Powiedzmy otwarcie, poparcie bywa mniej lub bardziej krytyczne, co idzie w parze ze stopniem krytycyzmu wobec ZSRR. Poststaliniści mają tendencję do idealizowania Rosji jako spadkobierczyni ZSRR, zapominając o głównej zasadzie, która decyduje o krytycznym poparciu, a mianowicie o stopniu przydatności dla realizacji socjalistycznego celu. Rzecz jasna, Rosja Putina nie jest prosocjalistyczna. Rządy Putina są kontynuacją radzieckiej, biurokratycznej polityki widzącej w burżuazji zachodniej gwaranta swoich przywilejów przeradzających się w wyniku transformacji w przywileje klasowe.

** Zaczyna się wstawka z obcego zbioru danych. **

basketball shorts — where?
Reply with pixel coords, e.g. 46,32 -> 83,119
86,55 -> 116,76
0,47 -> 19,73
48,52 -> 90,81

W tym kontekście, dowolna lewica nie ma powodu, aby idealizować Rosję. Jednak pozostaje przekonanie, że w warunkach kapitalistycznego świata, nawet przy pogrzebaniu nadziei na szlifowanie modelu socjalistycznego przez chciwe elity tzw. postkomunistyczne, wartością rezydualną okresu radzieckiego jest utrzymanie możliwości pokojowego i przyjaznego współżycia narodów stanowiących niegdyś obóz socjalistyczny, a chociażby jedno państwo – ZSRR.

Jasne jest bowiem, że w kapitalizmie pokojowe współżycie owych nowoupieczonych państw narodowych stanie pod znakiem zapytania.

Oczywiście, niechętni utrzymaniu całości Federacji Rosyjskiej będą twierdzić, iż wzajemna wrogość nowych państw, którym została nadana niezależność polityczna, wynika z przeszłości uosobionej w caracie oraz w systemie radzieckim. Wedle tych opinii, społeczeństwom tym należy się jakiś okres stosunkowej suwerenności, zapewne w celu dania im zadośćuczynienia za stulecia narodowej opresji.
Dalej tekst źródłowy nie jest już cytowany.